The statement did not mention Hamas's role in the attack, which left over 900 Israelis dead, or note that the Iranian-backed group had targeted civilians, some of whom were gang-raped.
"The violence that erupted in Israel and Gaza this past weekend is nothing short of tragic," Lester wrote in an email to students. "I know many in our community have been affected, both directly and indirectly, by the sudden escalation of conflict and the fear and uncertainty that have followed as the situation on the ground continues to evolve."
Lester's statement—which made no mention of anti-Semitism or the Jewish people—was much less aggressive than the one she made in March after a swastika was found in a law school bathroom. That "antisemitic symbol," she wrote at the time, is "starkly antithetical to our core values."
Jewish students say the contrast between the two statements is disturbing.
"It reflects an inability to fully support the Jewish people when it's hard," said Zach Becker, the president of Columbia's Jewish Law Students Association. Lester's Monday message, another student said, "suggests that she feels more upset by a swastika in the law school than the massacre of nearly 1,000 (or more) Jews."
Lester did not respond to a request for comment.
The email comes as student groups at Columbia University, including the Muslim Students Association and Columbia Law Students for Palestine, are rallying in support of Hamas. Led by Columbia's National Lawyers Guild, which did not respond to a request for comment, 15 student groups on Monday released a statement blaming the weekend's atrocities on Israel and condemning the Jewish state for fighting back.
"Israel does not have the right to defend its occupation, its apartheid state or its siege of Gaza," the statement read. "The weight of responsibility for the war and casualties undeniably lies with the Israeli extremist government and other Western governments, including the U.S. government, which fund and staunchly support Israeli aggression, apartheid and settler-colonization."

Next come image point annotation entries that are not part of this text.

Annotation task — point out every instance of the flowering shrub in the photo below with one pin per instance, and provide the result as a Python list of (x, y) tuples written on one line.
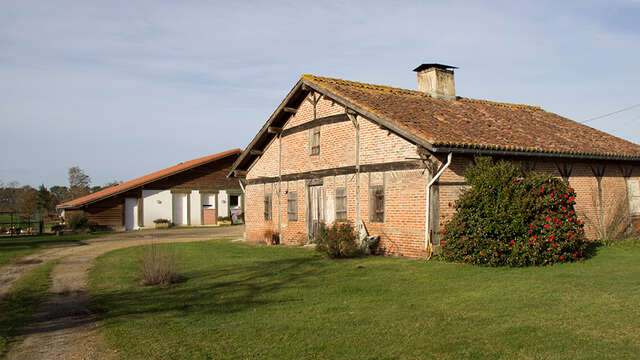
[(506, 219)]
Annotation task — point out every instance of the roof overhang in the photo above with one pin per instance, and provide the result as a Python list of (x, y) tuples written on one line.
[(302, 88), (126, 189)]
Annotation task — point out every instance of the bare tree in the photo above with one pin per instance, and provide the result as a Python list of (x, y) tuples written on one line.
[(78, 182)]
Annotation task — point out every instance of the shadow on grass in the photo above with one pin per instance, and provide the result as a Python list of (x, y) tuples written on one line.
[(37, 243), (225, 290)]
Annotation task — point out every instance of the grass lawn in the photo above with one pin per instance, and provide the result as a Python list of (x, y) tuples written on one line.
[(12, 248), (18, 306), (241, 301)]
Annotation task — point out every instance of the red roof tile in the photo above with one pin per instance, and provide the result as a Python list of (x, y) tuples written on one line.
[(132, 184)]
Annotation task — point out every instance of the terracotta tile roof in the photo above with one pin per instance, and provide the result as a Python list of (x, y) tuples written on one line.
[(477, 124), (132, 184)]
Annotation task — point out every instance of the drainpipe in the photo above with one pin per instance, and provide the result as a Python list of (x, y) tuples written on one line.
[(428, 210)]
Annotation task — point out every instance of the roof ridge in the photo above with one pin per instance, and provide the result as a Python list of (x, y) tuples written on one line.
[(409, 91), (499, 103), (156, 175), (364, 85)]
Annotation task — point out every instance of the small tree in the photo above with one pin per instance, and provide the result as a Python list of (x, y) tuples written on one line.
[(79, 182), (507, 219), (44, 201)]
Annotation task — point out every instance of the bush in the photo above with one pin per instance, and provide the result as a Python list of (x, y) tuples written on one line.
[(338, 240), (158, 266), (78, 221), (508, 219), (57, 227)]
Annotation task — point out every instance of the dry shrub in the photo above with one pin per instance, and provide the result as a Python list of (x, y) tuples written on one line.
[(158, 266), (271, 237)]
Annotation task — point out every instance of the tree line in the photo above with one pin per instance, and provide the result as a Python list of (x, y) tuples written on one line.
[(26, 199)]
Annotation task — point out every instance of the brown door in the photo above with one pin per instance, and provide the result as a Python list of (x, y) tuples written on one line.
[(315, 212)]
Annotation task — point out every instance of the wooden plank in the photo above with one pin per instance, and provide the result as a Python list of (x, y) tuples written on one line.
[(391, 166), (333, 119), (274, 130)]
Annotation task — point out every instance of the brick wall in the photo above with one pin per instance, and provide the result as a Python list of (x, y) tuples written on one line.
[(402, 231)]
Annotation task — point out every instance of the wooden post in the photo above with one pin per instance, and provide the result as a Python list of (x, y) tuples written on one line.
[(279, 183), (354, 120), (189, 209), (598, 172)]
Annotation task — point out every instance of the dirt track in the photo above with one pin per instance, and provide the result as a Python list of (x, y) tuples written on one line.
[(63, 327)]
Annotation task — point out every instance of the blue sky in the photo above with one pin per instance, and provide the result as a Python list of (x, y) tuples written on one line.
[(123, 88)]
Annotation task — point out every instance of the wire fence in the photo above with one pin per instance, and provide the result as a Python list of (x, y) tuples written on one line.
[(20, 224)]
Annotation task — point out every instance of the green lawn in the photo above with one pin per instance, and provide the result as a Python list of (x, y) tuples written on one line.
[(18, 306), (241, 301), (12, 248)]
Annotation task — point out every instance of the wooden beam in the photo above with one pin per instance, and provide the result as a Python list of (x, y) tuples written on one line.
[(354, 120), (274, 130), (346, 170)]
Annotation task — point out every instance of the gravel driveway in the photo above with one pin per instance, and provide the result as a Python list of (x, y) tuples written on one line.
[(63, 326)]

The statement's signatories also included the Conflict Resolution Collective, the Restorative Justice Collective, and the Columbia Law Students Human Rights Association.
Other Ivy League schools have seen similar outpourings of pro-Hamas sentiment. A statement by 33 student groups at Harvard University blamed Israel for the attacks on its own citizens—the university has yet to release an official statement of its own—while the dean of Harvard's Graduate School of Education, Bridget Terry Long, appeared to draw an equivalence between Hamas and the Jewish state.

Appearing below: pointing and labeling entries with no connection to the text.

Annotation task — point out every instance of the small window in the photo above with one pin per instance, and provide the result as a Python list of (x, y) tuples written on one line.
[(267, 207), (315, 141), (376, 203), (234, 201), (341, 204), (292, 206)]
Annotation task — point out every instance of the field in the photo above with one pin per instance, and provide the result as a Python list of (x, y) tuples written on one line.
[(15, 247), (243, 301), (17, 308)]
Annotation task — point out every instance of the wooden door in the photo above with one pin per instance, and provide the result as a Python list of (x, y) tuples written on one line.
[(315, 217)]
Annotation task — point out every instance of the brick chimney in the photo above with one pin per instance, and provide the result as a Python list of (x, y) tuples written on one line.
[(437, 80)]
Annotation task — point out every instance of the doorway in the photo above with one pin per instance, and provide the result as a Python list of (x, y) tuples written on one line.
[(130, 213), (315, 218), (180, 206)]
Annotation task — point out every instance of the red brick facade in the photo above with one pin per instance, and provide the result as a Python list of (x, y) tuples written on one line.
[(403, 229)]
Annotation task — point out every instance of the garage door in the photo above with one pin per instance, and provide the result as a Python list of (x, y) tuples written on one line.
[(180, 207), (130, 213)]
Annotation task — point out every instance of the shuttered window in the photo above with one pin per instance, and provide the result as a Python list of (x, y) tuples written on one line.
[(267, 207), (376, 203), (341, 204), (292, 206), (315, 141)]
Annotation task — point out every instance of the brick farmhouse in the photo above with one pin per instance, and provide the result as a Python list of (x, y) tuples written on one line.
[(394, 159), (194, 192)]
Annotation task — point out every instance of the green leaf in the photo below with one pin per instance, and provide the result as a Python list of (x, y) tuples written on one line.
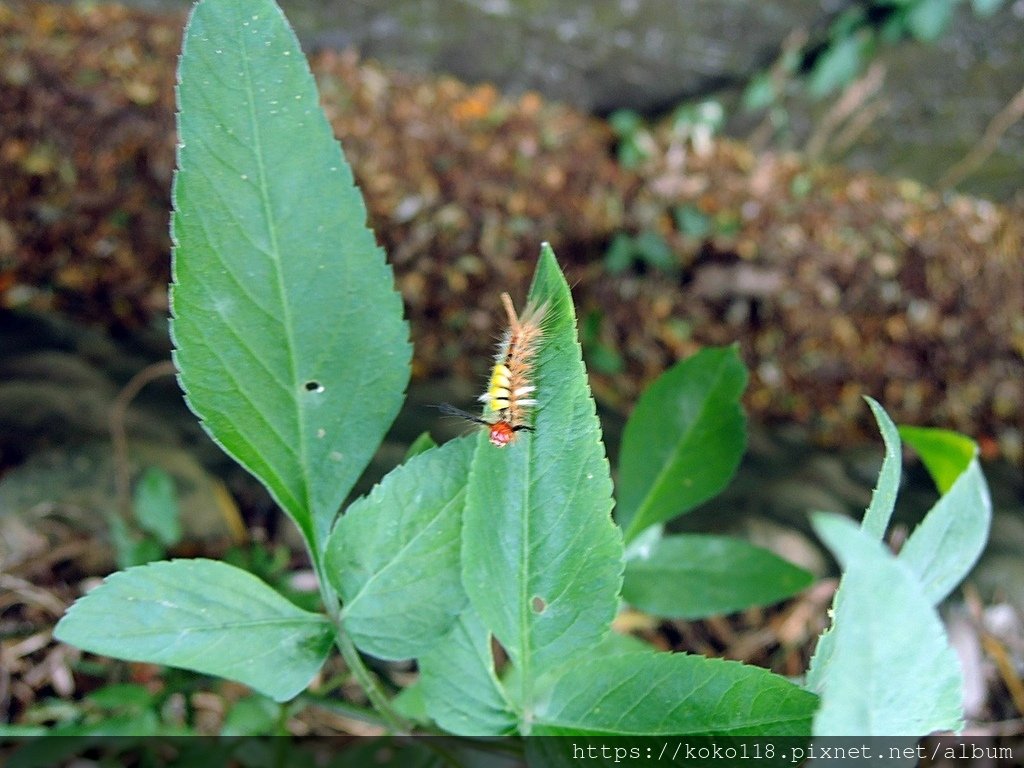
[(131, 549), (838, 66), (948, 542), (156, 506), (542, 560), (690, 577), (202, 615), (252, 716), (394, 556), (927, 19), (672, 694), (684, 439), (460, 687), (891, 671), (289, 334), (420, 445), (945, 454), (884, 498), (654, 250)]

"More than 1,100 people," Long said Sunday, "have been killed and hundreds more wounded by the actions taken by Hamas and the Israeli government."

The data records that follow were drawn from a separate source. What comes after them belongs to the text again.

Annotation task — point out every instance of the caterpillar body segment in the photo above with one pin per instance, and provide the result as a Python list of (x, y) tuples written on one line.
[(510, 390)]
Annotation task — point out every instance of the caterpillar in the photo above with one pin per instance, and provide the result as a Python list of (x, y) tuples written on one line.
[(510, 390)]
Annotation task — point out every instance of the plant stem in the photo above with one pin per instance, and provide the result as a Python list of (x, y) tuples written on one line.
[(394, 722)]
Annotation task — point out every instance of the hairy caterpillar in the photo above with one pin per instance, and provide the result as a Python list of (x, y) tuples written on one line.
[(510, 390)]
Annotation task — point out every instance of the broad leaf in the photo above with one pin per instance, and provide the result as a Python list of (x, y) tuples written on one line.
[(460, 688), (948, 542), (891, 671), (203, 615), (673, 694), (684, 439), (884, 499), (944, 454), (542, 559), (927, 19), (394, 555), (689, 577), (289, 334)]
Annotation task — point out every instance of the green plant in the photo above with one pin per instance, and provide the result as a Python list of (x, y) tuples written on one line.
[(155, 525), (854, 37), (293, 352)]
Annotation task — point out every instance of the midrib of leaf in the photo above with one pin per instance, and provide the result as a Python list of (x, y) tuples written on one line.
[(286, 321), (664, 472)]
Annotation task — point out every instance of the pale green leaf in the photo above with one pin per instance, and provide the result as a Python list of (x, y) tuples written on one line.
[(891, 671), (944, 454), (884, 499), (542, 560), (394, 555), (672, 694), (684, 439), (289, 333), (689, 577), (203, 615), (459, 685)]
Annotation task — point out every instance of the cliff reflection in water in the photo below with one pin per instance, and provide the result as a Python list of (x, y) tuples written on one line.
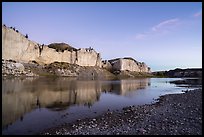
[(20, 96)]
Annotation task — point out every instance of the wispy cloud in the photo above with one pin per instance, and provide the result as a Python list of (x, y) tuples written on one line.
[(161, 28), (197, 14), (140, 36), (165, 24)]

At Yale, meanwhile, a group called "Yalies4Palestine" hosted an "Indigenous Peoples' Day" rally on Monday to "uplift the calls of the resistance." In an Instagram post announcing the event, the group blamed Hamas's massacre on the "Zionist regime."
"Breaking out of a prison requires force, not desperate appeals to the colonizer," the group said of the weekend attacks, in which women were reportedly raped next to their friends' dead bodies. "Yalies4Palestine stands in unwavering support of the Palestinian people's right to resist colonial oppression."
Yalies4Palestine did not respond to a request for comment.